Run auf die Discounter in den USA

"Wir haben es übertrieben"

Auch in den USA sind Billiganbieter wie Aldi und McDonalds auf Erfolgskurs. Die Lebensmittelpreise steigen, die Verbraucher geben weniger aus.

Müssen ihr Geld zusammenhalten: Supermarkt-Kunden in Lawrenceville, New Jersey. Bild: ap

Das mit Aldi in den USA ist ganz einfach: "Es ist das Beste!! Eleatia Goines, 33, hat die Rückbank ihres alten Ford bis unters Dach vollgepackt mit Aldi-Tüten.
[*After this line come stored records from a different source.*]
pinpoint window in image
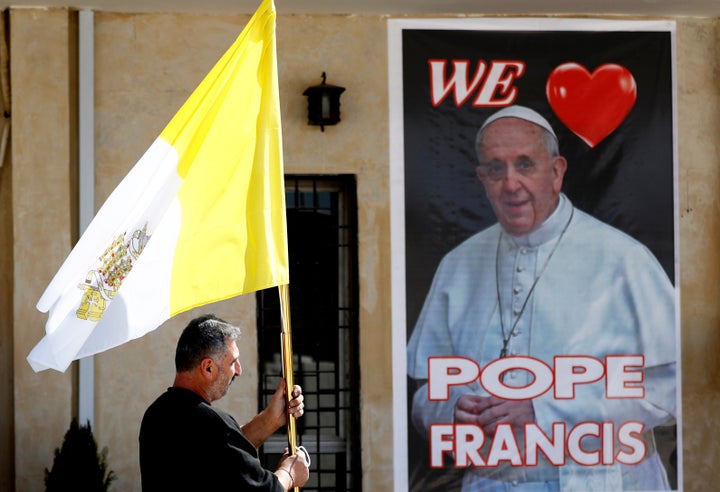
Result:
[257,176,362,491]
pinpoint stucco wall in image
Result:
[5,9,720,491]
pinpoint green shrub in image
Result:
[45,419,117,492]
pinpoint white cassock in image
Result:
[407,195,677,491]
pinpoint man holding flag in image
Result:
[140,315,310,492]
[27,0,307,484]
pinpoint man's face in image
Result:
[477,118,567,236]
[210,341,242,401]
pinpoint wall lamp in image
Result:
[303,72,345,132]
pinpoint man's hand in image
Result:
[455,395,535,437]
[242,379,305,448]
[275,448,310,490]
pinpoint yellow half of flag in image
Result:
[28,0,289,371]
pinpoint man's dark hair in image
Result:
[175,314,240,372]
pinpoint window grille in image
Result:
[257,176,362,492]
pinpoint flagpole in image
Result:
[278,284,300,492]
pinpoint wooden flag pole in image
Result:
[278,284,300,492]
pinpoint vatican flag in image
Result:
[28,0,289,371]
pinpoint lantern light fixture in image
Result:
[303,72,345,132]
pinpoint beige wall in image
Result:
[5,5,720,492]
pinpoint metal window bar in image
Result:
[257,176,362,492]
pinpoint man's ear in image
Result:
[553,156,567,193]
[200,357,215,378]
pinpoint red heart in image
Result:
[545,63,637,147]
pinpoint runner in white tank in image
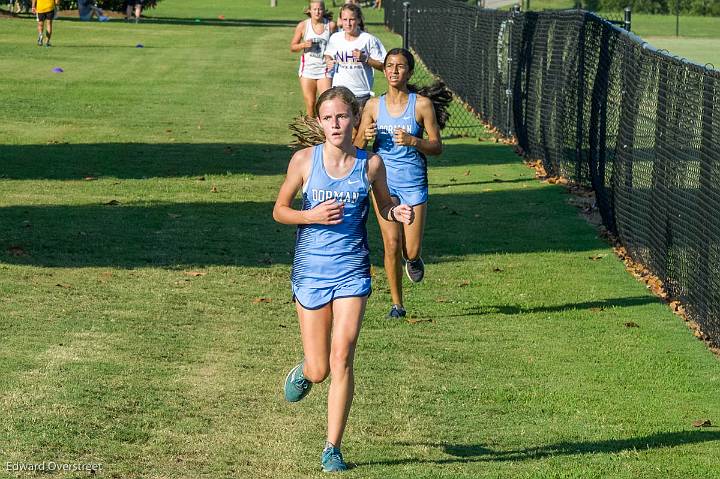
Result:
[355,48,450,318]
[325,3,385,111]
[290,0,336,116]
[273,87,413,472]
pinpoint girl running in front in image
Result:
[273,87,413,472]
[355,48,452,318]
[325,3,385,111]
[290,0,336,116]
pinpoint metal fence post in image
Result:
[625,7,632,32]
[403,2,410,50]
[505,3,520,137]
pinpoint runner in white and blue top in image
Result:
[373,93,428,206]
[355,48,452,318]
[291,145,371,309]
[290,0,337,116]
[325,3,385,110]
[273,87,414,472]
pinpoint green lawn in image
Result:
[0,0,720,479]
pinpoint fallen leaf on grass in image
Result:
[405,319,434,324]
[7,245,27,256]
[185,271,207,277]
[693,419,712,427]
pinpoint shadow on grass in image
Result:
[0,186,602,267]
[52,16,299,28]
[356,430,720,466]
[423,295,658,319]
[0,142,525,182]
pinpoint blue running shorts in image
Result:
[388,185,428,206]
[292,278,372,309]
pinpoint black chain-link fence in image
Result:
[383,0,720,345]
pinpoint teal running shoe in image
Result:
[322,446,347,472]
[388,304,407,319]
[285,360,312,402]
[405,258,425,283]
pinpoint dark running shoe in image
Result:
[322,447,347,472]
[388,304,405,319]
[405,258,425,283]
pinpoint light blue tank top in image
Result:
[373,93,427,190]
[291,145,370,288]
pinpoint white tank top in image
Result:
[300,18,330,76]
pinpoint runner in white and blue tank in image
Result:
[373,93,428,206]
[292,145,371,309]
[355,48,451,318]
[273,87,414,472]
[290,0,337,117]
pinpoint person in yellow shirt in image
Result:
[32,0,60,47]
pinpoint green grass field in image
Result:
[0,0,720,479]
Die Versicherungsangestellte aus District Heights, einer bescheidenen Vorstadtsiedlung der US-Hauptstadt Washington, fährt einmal die Woche zu dem unscheinbaren Flachdachbau. Hier bietet Aldi sein übersichtliches Warensortiment auf Paletten und in Kartons an, wie in Deutschland auch. Selbst die Beschilderung und die Reihenfolge der Warengruppen, erst Süßigkeiten, zum Schluss Waschmittel, zumeist aus Aldi-eigener Zentrale in Illinois, sind wiedererkennbar. Aldi USA wirbt mit deutlich schnellerem Auschecken an der Kasse als in sonstigen Supermärkten, aber die Preise kennen die US-Kassiererinnen, anders als ihre deutschen Kolleginnen, nicht auswendig.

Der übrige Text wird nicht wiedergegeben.